Researchers are answering this question and blazing a trail to help health care providers, consumers and advocates better understand patient engagement and how to achieve it. In the September/October issue of Family Practice Management, John Wasson, MD, and Eric Coleman, MD, MPH, posit that the key to unlocking the door to patient engagement is to ask patients directly how confident they are about controlling and managing their health problems. By asking patients this fundamental question, health care providers can initiate a dialogue with their patients about what information, training and/or services they need to better understand and improve their health. Wasson and Coleman call this an “action query” – an assessment that results in more than a number on a scale because it leads patients to perform activities that increase their engagement and ultimately improve their health. These findings are consistent with the research of Judith Hibbard, PhD, who led the development of the Patient Activation Measure, a tool that assesses the confidence, knowledge, and skills needed to manage one’s health and health care.

Essentially, the more patients know, the more skills they acquire, and the more resources they can access to assist them, the more confident and engaged they will be and the healthier they will become. Take, for example, the case of Mrs. M, a 90-year-old widow with congestive heart failure. She had been hospitalized three times and had four emergency department visits, seven office visits and 21 telephone conversations with her primary care physician over a six-month period. Subsequently, Mrs. M’s physician measured her confidence and knowledge related to her condition and worked with her to improve both of these areas. As a result, she went from a 4 to an 8 in confidence and from a 1 to a 9 in knowledge, leading to fewer hospital and office visits and allowing her to resume her usual activities.

Additional questions that patients can answer to gauge their health confidence are available in a free, web-based tool developed by Dr. Wasson and available at Health Confidence.org. Offered by Dartmouth Medical School since 1994, the tool has been used effectively with hundreds of clinics, nationwide and internationally, to better address patient needs, increase patient engagement and improve procedures within medical practices.

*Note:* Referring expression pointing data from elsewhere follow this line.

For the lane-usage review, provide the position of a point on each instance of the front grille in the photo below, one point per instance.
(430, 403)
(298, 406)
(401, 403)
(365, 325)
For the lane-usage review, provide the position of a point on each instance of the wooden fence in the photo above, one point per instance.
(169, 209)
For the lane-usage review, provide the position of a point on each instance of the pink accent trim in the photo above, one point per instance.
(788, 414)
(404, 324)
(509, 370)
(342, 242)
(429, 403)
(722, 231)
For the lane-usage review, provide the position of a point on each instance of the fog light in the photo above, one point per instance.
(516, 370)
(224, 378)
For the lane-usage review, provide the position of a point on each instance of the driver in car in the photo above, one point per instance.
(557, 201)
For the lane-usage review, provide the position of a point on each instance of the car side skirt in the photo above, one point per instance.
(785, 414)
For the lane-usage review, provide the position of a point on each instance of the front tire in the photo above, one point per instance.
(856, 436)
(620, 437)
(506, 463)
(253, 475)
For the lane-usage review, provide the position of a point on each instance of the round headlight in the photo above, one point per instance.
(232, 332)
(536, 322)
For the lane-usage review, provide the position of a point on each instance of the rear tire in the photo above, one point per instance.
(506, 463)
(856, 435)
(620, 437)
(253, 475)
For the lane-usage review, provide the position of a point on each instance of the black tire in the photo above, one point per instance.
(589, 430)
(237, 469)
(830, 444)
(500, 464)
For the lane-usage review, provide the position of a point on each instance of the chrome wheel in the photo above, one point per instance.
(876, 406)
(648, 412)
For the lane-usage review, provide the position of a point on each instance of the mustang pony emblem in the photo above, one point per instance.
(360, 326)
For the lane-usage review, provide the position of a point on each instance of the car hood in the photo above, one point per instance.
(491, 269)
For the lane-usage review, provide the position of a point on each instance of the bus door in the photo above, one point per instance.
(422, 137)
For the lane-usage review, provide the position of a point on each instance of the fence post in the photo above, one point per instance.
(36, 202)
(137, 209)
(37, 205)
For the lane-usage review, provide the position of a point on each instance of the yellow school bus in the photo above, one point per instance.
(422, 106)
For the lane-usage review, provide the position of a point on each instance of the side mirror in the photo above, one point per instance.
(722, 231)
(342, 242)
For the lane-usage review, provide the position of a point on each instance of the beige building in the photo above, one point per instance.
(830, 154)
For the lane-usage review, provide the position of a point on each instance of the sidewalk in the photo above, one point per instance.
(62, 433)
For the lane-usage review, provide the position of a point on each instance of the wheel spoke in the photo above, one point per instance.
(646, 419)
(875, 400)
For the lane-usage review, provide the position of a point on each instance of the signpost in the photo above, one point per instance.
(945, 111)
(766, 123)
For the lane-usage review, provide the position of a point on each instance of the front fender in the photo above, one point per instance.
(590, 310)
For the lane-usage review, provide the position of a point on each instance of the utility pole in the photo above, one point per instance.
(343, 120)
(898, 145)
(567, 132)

In Massachusetts, Community Catalyst’s partner, Health Care For All (HCFA), recently launched a campaign to build health confidence in at least three regions of the state. The first community-based organization to partner with HCFA will be the South Shore Community Partners in Prevention (SSCPP), a Community Health Network Area serving 11 towns in southeastern Massachusetts. SSCPP will promote the use of Wasson’s health confidence tool to its residents through their connections to hospitals, service agencies, schools, businesses and boards of health. Patients using the tool will open up a much-needed dialogue with their providers as they work together to better align patient needs to provider and community resources.

Patient engagement is one of the most successful ways to improve the health, and ultimately the quality of life, of our sickest and most frail citizens, calling on more and more health care providers, delivery systems and communities to say, “Dear Patient: Let’s get engaged!”